NANCY A. BERRYHILL, [1] Acting Commissioner of Social Security, Defendant.

          Robert Shelby District Judge

          MEMORANDUM DECISION AND ORDER DENYING MOTION TO SUPPLEMENT

          Brooke C. Wells United States Magistrate Judge

         Pending before the court is Plaintiff's Motion for Supplemental Proceedings.[2] Plaintiff “moves to supplement the record with the separately submitted report of Dr. Juan Mejia, dated February 18, 2016, . . . .”[3] The Administrative Law Judge (ALJ) decision issued on October 19, 2015[4] and the Appeals Council action is dated January 27, 2016.[5] Dr. Mejia's examination “began on October 22, 2015, three days after the ALJ Decision and during the pendency of the Appeals Council review.”[6] But the report did not issue until February 18, 2016.

         In the report Dr. Mejia diagnoses included PTSD, an impairment not found as severe by the ALJ at step-two of the sequential evaluation process.[7] Plaintiff argues the evidence is “new, and not cumulative, as it contains new facts, i.e., tests not previously administered ….”[8] And, it contains “a diagnosis not even considered by the ALJ, PTSD.”[9] According to Plaintiff, the evidence is material if the ALJ's decision “'might reasonably have been different if the new evidence had been before him.'”[10] Further, the diagnosis is not retroactive showing deterioration in the Plaintiff's condition but is a new condition.

         Under 42 U.S.C. § 405(g): “The court may, … at any time order additional evidence to be taken before the Commissioner of Social Security, but only upon a showing that there is new evidence which is material and that there is good cause for the failure to incorporate such evidence into the record in a prior proceeding.”[11] This is an exception to the normal Social Security disability review process. Generally, “Court review of the Secretary's denial of Social Security disability benefits is limited to a consideration of the pleadings and the transcript filed by the Secretary as required by 42 U.S.C. § 405(g). It is not a trial de novo. The court is not at liberty to consider evidence not in the record certified by the Secretary.”[12]
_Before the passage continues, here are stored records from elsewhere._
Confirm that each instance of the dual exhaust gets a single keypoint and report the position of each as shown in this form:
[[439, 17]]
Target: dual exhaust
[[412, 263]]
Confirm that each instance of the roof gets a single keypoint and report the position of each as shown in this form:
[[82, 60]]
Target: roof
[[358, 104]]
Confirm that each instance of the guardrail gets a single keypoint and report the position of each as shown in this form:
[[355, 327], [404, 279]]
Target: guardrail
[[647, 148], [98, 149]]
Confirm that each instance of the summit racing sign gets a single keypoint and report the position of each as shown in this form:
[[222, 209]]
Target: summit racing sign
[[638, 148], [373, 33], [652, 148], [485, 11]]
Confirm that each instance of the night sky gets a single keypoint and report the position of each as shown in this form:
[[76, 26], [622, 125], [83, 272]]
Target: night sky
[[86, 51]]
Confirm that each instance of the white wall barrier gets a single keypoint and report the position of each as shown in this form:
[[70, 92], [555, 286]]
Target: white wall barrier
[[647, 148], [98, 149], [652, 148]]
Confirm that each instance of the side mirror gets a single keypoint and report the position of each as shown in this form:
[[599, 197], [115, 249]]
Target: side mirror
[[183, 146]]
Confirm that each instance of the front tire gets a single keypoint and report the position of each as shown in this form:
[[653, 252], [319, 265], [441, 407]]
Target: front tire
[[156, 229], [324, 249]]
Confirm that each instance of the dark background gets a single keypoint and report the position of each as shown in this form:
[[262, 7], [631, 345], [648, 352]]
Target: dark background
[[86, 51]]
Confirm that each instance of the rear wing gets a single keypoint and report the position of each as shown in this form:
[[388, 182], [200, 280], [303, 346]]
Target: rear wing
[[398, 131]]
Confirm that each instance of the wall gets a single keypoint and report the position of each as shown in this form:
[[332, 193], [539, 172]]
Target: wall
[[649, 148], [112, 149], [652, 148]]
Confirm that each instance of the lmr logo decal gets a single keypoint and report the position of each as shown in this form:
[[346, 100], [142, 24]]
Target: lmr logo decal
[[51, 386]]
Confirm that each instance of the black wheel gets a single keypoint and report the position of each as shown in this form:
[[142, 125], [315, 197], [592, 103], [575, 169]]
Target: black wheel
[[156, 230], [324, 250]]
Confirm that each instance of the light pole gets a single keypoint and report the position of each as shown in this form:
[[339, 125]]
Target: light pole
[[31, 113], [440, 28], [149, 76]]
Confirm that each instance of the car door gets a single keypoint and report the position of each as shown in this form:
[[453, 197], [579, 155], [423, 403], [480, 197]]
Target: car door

         The court is not persuaded by Plaintiff's arguments and finds his request for admission of this evidence improper. Contrary to Plaintiff's arguments, the ALJ did consider PTSD multiple times in his decision. For example the ALJ considered Dr. Malm's impression of PTSD, [13] Dr. Eastvold noting Plaintiff's “level of anger and PTSD”[14] and Dr. James opining that the psychological evaluation “revealed PTSD.”[15] Further the cases cited to by Plaintiff, Wilson v. Astrue[16]and Coleman v. Chater, [17]do little to support Plaintiff's position. Wilson involved statements that were clearly prepared with Ms. Wilson s social security claim in mind[18] not a competency evaluation prepared for standing trial in another matter. And, Plaintiff admits that the diagnosis is not retrospective as in Coleman.

         In short, the court finds the new evidence was not part of the record before the ALJ, was not derivative evidence based solely on evidence already in the administrative record[19] and was not material because the ALJ already had evidence of PTSD before him.

         Plaintiffs Motion for Supplemental Proceedings is therefore DENIED.

         IT IS SO ORDERED.

---------

Notes:

[1] Nancy A. Berryhill is now the Acting Commissioner of Social Security. Pursuant to Rule 25(d) of the Federal Rules of Civil Procedure, Nancy A. Berryhill will be substituted for Acting Commissioner Carolyn W. Colvin as the defendant in this suit.

[2] Docket no. 17.

[3] Motion to Supplement, p. 1, docket no. 17.